Veniamo al cucinato, il menù è molto vario, orientato decisamente a piatti di terra; i primi cambiano ogni giorno, almeno quattro, sei, o sette i secondi e fissa l’infinita sfilza di verdure di stagione preparate in ogni modo.

 

 

 

Anche la scelta dei secondi è molto varia, si va dal roastbeef, a scaloppe di pollo, cotolette, hamburger stufate, salsicce, polpette fritte, insalata caprese con mozzarella dell’aversano.

 

 

 

 

Un paio di volte alla settimana si alternano  genovese, ragù, con relative carni, gattò di patate e sartù di riso.  La smitragliata di verdure preparate in ogni modo, fa onore alla fama dei napoletani “Magnafoglie” di basiliana memoria.

 

 

 

 

 

Si può chiudere in bellezza con la pasticceria di produzione propria, magari con una deliziosa zeppola di San Giuseppe.

 

 

Il clima qui è sempre allegro, Genny ha cento occhi e orecchie, ma, scherza sempre con tutti, il servizio è veloce e garbato. La clientela è quanto mai variegata, in primis gli abitanti di Posillipo e poi gente di ogni tipo, arriva da tutta Napoli, sfruttando ancora la pubblicità degli anni di Don Mario e dell’Elettroforno.
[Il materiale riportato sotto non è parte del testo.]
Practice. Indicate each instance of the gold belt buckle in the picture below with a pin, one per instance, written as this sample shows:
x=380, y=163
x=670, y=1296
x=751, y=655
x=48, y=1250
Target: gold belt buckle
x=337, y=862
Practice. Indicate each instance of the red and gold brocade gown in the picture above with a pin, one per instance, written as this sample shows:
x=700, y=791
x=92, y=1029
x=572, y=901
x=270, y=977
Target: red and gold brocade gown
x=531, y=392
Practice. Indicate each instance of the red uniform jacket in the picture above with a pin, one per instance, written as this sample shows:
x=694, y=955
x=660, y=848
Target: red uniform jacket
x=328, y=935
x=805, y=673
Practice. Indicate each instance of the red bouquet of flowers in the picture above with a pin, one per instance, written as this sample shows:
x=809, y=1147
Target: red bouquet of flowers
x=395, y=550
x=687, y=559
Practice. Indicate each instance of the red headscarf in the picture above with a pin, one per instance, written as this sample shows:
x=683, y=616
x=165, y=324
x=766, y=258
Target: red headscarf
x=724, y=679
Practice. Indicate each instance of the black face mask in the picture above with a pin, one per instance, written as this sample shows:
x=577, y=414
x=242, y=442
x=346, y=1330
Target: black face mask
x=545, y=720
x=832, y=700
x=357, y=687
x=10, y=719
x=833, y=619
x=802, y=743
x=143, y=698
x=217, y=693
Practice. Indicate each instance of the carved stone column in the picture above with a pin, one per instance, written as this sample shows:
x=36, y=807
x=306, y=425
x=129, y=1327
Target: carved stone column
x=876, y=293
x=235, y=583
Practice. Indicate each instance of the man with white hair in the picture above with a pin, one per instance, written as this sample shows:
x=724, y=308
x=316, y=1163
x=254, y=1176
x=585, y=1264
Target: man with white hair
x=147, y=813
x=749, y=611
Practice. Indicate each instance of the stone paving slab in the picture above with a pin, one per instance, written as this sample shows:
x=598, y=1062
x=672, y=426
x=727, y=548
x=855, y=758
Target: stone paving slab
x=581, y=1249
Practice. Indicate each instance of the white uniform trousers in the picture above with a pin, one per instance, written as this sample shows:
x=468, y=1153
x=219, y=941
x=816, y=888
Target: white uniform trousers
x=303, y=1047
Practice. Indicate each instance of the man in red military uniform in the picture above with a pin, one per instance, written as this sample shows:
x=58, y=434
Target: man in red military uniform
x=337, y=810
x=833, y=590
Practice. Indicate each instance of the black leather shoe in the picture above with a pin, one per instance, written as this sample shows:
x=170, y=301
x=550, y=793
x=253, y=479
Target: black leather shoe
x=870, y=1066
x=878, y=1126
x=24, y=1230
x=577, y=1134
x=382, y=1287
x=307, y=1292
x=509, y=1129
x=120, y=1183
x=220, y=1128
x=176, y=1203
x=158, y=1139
Genny e Francesca si capiscono al volo, nel bene e nel male, due ragazzi forti, cresciuti lavorando come ciucci, ma con l’entusiasmo di chi adora la propria città e fa di tutto per renderne più piacevole il ricordo; qui arrivano anche tanti stranieri, abituati a percorrere Via Posillipo da Mergellina a piedi, con sosta golosa in Piazza San Luigi, la piazza del cuore e dell’infanzia per chi ci è nato e vissuto.

Veniamo al quantum: non c’è differenza tra l’asporto, il mangiare in piedi, o con la tavola apparecchiata. I primi piatti costano 4,00 euro, al massimo 4,50. Cinque, al massimo sei euro per i secondi, due euro e cinquanta i contorni, tra un euro e cinquanta e due la pasticceria che si vende anche a peso a 18 euro al chilo. La rosticceria varia da 1,50 a 3,00 euro, che diventano quattro per una mega fetta di frittata di maccheroni. Le bibite sono le solite, il vino è al calice: 1 euro per vino sfuso, 2 euro per i vini doc. A conti fatti, con meno di 15 euro avrete mangiato un pranzo completo e genuino, in atmosfera conviviale, contagiati dall’eterna bellezza del mare e della vista che si godono da Posillipo. Ancora oggi, nonostante tutto, per qualche attimo la Pausilypon di una volta lenisce gli affanni di noi quotidiani cittadini condannati a correre. Ma per andare dove?